Un poco de Educación Comunitaria

Con un viaje de más de once horas, llegamos  a la Ciudad Eten  en la provincia  de Chiclayo en el Departamento de Lambayeque.  Un lugar donde las personas  y sus autoridades le ponen  empeño para revalorar sus tradiciones y costumbres en  niños, jóvenes y adultos. En este lugar conocimos la Educación Comunitaria.

Horas antes  de llegar a este distrito, en la cabeza giraba  la idea de  que la educación Comunitaria, se orientaba  únicamente en la revaloración de prácticas tradiciones de personas de las zonas más alejadas, debo  decir que  esta idea es antigua. Gracias  a una retroalimentación podemos definir que la Educación Comunitaria es  “La educación  fuera del aula”, que involucra a todas y todos, sin importar las supuestas clases ni credos.

Pregunte a un par de niñas, que afanadas trataban de trenzar la paja  que no se dejaba  gracias al  viento “Tejemos  nuestro primer sombrero.  Mañana las doñas nos  dirán si los hicimos bien o no”. Aunque usted no lo crea, a esto le llaman educación comunitaria; esa educación que radica en los saberes, conocimientos de las personas y de la comunidad que se comparten fuera de las escuelas.

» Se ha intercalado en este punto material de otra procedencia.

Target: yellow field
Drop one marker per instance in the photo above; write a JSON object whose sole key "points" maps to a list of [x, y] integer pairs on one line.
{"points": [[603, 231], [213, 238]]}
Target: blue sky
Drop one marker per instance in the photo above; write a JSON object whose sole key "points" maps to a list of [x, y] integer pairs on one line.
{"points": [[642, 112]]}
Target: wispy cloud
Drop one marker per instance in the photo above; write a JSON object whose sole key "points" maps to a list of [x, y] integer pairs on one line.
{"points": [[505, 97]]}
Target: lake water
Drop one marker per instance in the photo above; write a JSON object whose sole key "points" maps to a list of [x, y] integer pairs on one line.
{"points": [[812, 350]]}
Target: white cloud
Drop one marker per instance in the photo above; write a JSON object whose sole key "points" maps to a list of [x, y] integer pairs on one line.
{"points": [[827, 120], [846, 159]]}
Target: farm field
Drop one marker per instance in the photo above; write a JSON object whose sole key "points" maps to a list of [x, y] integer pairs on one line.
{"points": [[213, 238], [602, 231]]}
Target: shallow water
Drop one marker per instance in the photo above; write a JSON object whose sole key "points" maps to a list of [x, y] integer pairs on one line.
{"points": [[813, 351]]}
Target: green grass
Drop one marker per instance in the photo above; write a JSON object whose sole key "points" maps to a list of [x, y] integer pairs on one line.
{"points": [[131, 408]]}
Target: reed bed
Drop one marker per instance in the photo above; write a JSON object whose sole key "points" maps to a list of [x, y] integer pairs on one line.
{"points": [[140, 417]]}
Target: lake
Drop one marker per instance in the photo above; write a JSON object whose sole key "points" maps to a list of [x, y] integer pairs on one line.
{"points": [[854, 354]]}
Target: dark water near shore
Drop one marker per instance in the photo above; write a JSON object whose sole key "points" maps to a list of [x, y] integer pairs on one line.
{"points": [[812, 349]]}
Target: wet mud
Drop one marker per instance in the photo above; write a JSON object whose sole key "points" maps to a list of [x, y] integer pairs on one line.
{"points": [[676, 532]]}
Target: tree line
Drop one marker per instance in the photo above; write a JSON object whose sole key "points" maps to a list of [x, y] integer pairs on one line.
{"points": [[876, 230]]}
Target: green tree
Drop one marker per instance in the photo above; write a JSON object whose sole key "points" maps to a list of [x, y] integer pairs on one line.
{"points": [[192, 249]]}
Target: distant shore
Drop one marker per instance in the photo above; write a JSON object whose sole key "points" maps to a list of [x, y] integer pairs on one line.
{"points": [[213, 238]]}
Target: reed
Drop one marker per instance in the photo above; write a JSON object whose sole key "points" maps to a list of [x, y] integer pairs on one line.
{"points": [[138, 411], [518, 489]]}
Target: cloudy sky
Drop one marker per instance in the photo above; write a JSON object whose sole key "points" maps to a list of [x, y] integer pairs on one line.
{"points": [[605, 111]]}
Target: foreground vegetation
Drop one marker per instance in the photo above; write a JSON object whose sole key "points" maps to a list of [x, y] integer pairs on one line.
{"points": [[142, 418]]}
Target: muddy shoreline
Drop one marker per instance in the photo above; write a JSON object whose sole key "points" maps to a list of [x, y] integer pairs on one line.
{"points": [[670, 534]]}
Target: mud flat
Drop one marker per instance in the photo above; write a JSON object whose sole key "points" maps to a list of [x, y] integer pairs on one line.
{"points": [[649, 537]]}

Este encuentro nos hace retroceder en el tiempo, sí;  ese tiempo, de cuando eras aún un adolescente. En esa edad, cuando tus abuelos   trataban de enseñarte  a identificar cuando las lluvias o sequías llegarían, o cuando el cigarro le decía  alguna verdad, o  interpretar un mal sueño.  Pero tú, atinabas a salir huyendo  sumergido  en la ignorancia adolescente “son cosas de los viejos, que aburrido”. Pero ellos tristes,  sólo te miraban desaparecer; recordando que cuando eras más pequeño prestabas más interés a ese tipo de cosas. Ahora lamentas  que con el paso del tiempo fuiste olvidando las costumbres y tradiciones que tratas de recuperar sin éxito.

Hoy me preguntaron si recordaba cómo hilaba mi abuela, si alguna vez la vi hacerlo. Pero tuve una imagen fantasmal  que  apareció en microsegundos;  y sólo  lamente no haberle preguntando ni prestado atención. Pero hay quienes tienen la respuesta descabellada que atinan a decir, que nunca tuvieron ese “tipo de  abuela”.

El hilar era un arte y amor, pero tristemente debemos confesar que no sabemos cómo hacían las abuelas para tejer  porque nunca pedimos  que nos expliquen  o no quisimos averiguar cuál era el tipo de movimiento que utilizaban en la pirua (trozo de madera delgada) para jalar la lana que estaba  depositada en aquella canasta de carrizo. Claro nadie te enseño o quizás nunca  te importo.

En esta brecha que va creciendo,  la Educación comunitaria quiere tallar para revalorar las tradiciones y costumbres; con ayuda de las comunidades educadoras. También busca el vínculo de la escuela y la comunidad. Busca  contar cómo hacer de la chacra un lugar de aprendizaje.

Pero cuán preparados nos encontramos para asumir un reto cómo este, quizás nuestros prejuicios no lo permitan; o quizás sea  nuestra obsesión por la digitalización. Si todo un boom 2.0.

Sin embargo se busca que en nuestro país se puedan formar comunidades educadoras con la perspectiva de educación comunitaria. Una nueva propuesta cuyos pilotos se realizarán  en las regiones del Cusco, San Martín, Piura y Puno el próximo año, si así  lo permiten  las altas directivas y de cuan involucrados estemos los ciudadanos y autoridades. De esto dependerá su nacimiento y crecimiento.